Separate the Vocal Folds
    So many teachers ask a student to open their throat. However, when you ask students where there throat is, you receive a vast array of answers. What we want students to understand and do is to separate their vocal folds. To teach this, they need to pant. When panting the vocal folds are separated on both the inhale and the exhale. Learning to play with the vocal folds separated is the goal. You might  also have students swallow, because  the muscles used to swallow should be relaxed when they play. 

Repair or Buy
    Many beginners start on a rental flute or on one that a relative has passed down. Recently I had a student proudly tell me that she was the third generation to use her flute, and it had never been to the repair shop! This was the time to expain how important it is to have a flute serviced at least once a year.
    A basic yearly service is called a COA or clean, oil, and adjustment.  During a COA, the craftsperson cleans the flute of finger prints and tarnish, checks/replaces the cork, checks the fit of the tenons for roundness and seal, removes dents, checks and replaces worn pads, checks felts and corks, adjusts spring tension, and oils the flute. A complete overhaul should be done every 3-5 years, depending on how it is cared for and how much it is played. 
    In the mid 1980s, most manufactures began producing flutes on a recalibrated scale. Many of the intonation problems on older-scaled flutes were improved. Intonation in a flute section is difficult when some players have old-scaled flutes and others use new-scaled flutes. Instruments produced today all use a modern scale based on the work of Albert Cooper or William Bennett. Because of the new improvements in both the scale and ergonomic design, it is wise to encourage students to purchase a newer flute.  
    Today there are a group of flutes known as step-up flutes that bridge the gap between the student line and the professional models. I prefer to start beginners on an in-line, open-hole, B-foot flute.  At the beginning students use only the headjoint and body, no footjoint, and the holes in the body are plugged and the right hand is placed on the barrel. As students grow, we add the footjoint and eventually remove the plugs. Many flutists prefer flutes with the off-set G rather than the G key in line with the other left-hand keys. 
    When you set the hands on the flute from the lowest note up (D in the right hand and G# in the left), you discover that the flute fits the student’s hands better than setting the hands on the flute from the top notes (F in the right hand and B in the left), which makes an in line flute as finger friendly as a flute with an offset G. 
    In line flutes weigh less and feel more streamlined and less clunky in the hand. If a student can afford to upgrade to a silver flute, then choose a silver riser first, then a silver headjoint, a silver body, and finally silver keys.  
Most stores allow prospective customers to test two flutes for about 10 days. Players should try out a flute in band, in a large hall or church, at lessons, and at home.

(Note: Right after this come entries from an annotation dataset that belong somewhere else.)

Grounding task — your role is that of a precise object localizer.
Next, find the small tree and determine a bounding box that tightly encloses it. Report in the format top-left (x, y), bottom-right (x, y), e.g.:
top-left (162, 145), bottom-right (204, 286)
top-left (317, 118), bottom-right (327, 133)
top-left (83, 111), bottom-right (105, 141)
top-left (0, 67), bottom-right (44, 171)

The flute should make the player feel creative and be pleasing to play. When choosing a flute, check to be sure that the embouchure hole is no wider than the natural aperture of the player. An embouchure hole that is too large may cause the upper lip to tremble over time.

Thank You
    As you conclude the meeting with the band director, thank him for inviting you to work with his students and for all he does for his students and the community. Band directors change the lives of many students each and every day.